R Example: K-Means on Image Pixels

Code - Data Preparation



R Example: K-Means on Image Pixels

Code - K-Means Application



# Specify the number of clusters (colors)
k <- 2

# Apply K-Means clustering
# We cluster the RGB values, ignoring X and Y coordinates for clustering logic
kMeans_result_k2 <- kmeans(imagemRGB[, c("R", "G", "B")], centers = k)

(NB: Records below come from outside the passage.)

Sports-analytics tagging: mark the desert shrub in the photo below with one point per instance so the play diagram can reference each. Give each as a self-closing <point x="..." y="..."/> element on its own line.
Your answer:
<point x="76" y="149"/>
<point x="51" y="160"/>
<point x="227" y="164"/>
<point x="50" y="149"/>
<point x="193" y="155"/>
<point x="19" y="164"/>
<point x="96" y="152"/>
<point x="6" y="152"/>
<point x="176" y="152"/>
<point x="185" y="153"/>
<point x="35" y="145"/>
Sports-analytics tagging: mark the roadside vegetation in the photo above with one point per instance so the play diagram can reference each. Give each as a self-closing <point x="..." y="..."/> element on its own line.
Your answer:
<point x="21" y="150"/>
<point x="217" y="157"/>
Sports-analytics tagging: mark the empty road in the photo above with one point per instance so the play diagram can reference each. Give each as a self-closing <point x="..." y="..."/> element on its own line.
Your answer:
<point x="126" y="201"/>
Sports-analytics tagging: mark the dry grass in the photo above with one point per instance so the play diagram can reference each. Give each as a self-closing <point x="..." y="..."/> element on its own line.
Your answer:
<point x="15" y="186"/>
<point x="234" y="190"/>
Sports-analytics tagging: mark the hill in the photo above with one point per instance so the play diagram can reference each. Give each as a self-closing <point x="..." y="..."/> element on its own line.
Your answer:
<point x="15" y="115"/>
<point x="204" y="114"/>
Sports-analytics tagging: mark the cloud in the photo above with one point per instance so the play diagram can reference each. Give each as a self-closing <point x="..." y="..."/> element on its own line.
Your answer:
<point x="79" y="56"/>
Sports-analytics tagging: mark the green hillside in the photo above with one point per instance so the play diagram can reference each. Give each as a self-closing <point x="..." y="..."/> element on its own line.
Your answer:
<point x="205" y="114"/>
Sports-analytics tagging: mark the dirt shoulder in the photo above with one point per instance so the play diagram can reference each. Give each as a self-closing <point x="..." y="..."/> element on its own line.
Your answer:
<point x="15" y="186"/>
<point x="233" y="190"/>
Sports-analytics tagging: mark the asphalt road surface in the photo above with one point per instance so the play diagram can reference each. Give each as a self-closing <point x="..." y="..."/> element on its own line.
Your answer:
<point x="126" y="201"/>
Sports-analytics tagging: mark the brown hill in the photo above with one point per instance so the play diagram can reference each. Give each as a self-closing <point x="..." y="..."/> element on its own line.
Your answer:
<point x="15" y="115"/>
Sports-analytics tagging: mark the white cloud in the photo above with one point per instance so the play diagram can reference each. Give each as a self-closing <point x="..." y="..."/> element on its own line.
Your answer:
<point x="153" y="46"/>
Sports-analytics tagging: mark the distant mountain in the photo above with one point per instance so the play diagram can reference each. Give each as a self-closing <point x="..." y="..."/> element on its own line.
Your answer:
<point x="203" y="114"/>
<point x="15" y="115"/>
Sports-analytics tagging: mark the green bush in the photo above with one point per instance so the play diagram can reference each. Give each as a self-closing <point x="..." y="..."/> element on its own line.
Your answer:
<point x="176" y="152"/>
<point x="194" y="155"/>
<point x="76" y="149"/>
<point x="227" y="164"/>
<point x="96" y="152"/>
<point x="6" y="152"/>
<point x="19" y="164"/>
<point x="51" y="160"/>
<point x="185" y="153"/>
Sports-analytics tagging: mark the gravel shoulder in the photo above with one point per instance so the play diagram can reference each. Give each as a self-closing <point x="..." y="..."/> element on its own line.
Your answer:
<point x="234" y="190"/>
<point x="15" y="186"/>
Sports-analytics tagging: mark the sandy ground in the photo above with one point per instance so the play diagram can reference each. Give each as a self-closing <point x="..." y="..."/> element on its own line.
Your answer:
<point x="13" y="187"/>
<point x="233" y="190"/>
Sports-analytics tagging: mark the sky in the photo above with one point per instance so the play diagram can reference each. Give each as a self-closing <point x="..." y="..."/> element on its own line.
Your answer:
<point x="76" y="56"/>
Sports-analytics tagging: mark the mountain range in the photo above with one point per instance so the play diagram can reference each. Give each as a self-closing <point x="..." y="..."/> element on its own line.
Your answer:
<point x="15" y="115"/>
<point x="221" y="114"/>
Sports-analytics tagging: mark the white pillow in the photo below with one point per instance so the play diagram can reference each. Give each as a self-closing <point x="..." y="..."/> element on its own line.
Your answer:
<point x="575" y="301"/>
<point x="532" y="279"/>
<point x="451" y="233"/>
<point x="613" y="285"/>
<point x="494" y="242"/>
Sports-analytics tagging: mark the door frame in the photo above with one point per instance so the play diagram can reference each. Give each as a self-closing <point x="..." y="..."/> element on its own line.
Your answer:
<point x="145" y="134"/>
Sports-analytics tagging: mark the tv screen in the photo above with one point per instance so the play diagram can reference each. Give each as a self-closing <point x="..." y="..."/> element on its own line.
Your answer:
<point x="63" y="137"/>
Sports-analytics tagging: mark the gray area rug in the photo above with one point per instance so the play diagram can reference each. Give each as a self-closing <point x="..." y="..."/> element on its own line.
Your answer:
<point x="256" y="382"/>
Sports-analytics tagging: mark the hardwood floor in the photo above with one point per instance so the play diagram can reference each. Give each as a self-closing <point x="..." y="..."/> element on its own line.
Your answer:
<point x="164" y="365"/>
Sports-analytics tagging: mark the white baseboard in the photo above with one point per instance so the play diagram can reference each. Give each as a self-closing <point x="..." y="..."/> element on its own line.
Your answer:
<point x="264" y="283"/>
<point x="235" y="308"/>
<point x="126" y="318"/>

# Add the cluster assignment and new color (centroid color) to the data frame
imagemRGB_k2 <- imagemRGB |> 
  mutate(cluster = kMeans_result_k2$cluster) |> 
  mutate(kColours = rgb(
    kMeans_result_k2$centers[cluster, "R"],
    kMeans_result_k2$centers[cluster, "G"],
    kMeans_result_k2$centers[cluster, "B"]
  ))

# Plot the image with k=2 colors
p1 <- ggplot(imagemRGB_k2, aes(x = X, y = Y, color = I(kColours))) +
  geom_point(show.legend = FALSE, shape = 15, size = 0.1) + # Use shape 15 for square pixels
  labs(title = paste("K-Means (k =", k, "cores)")) +
  theme_minimal() +
  theme(aspect.ratio = dim(imagem)[1]/dim(imagem)[2]) + # Maintain aspect ratio
  scale_color_identity() # Use exact colors from kColours

R Example: K-Means on Image Pixels

K-Means with K=2 Colors



R Example: K-Means on Image Pixels

More Colors!



  • Let’s try with more colors, say \(K=3\), \(K=10\), and \(K=200\).
# For k=3
k <- 3
kMeans_result_k3 <- kmeans(imagemRGB[, c("R", "G", "B")], centers = k)
imagemRGB_k3 <- imagemRGB |> 
  mutate(cluster = kMeans_result_k3$cluster) |> 
  mutate(kColours = rgb(
    kMeans_result_k3$centers[cluster, "R"],
    kMeans_result_k3$centers[cluster, "G"],
    kMeans_result_k3$centers[cluster, "B"]
  ))

# Plot for k=3
p2 <- ggplot(imagemRGB_k3, aes(x = X, y = Y, color = I(kColours))) +
  geom_point(show.legend = FALSE, shape = 15, size = 0.1) +
  labs(title = paste("K-Means (k =", k, "cores)")) +
  theme_minimal() + theme(aspect.ratio = dim(imagem)[1]/dim(imagem)[2]) + scale_color_identity()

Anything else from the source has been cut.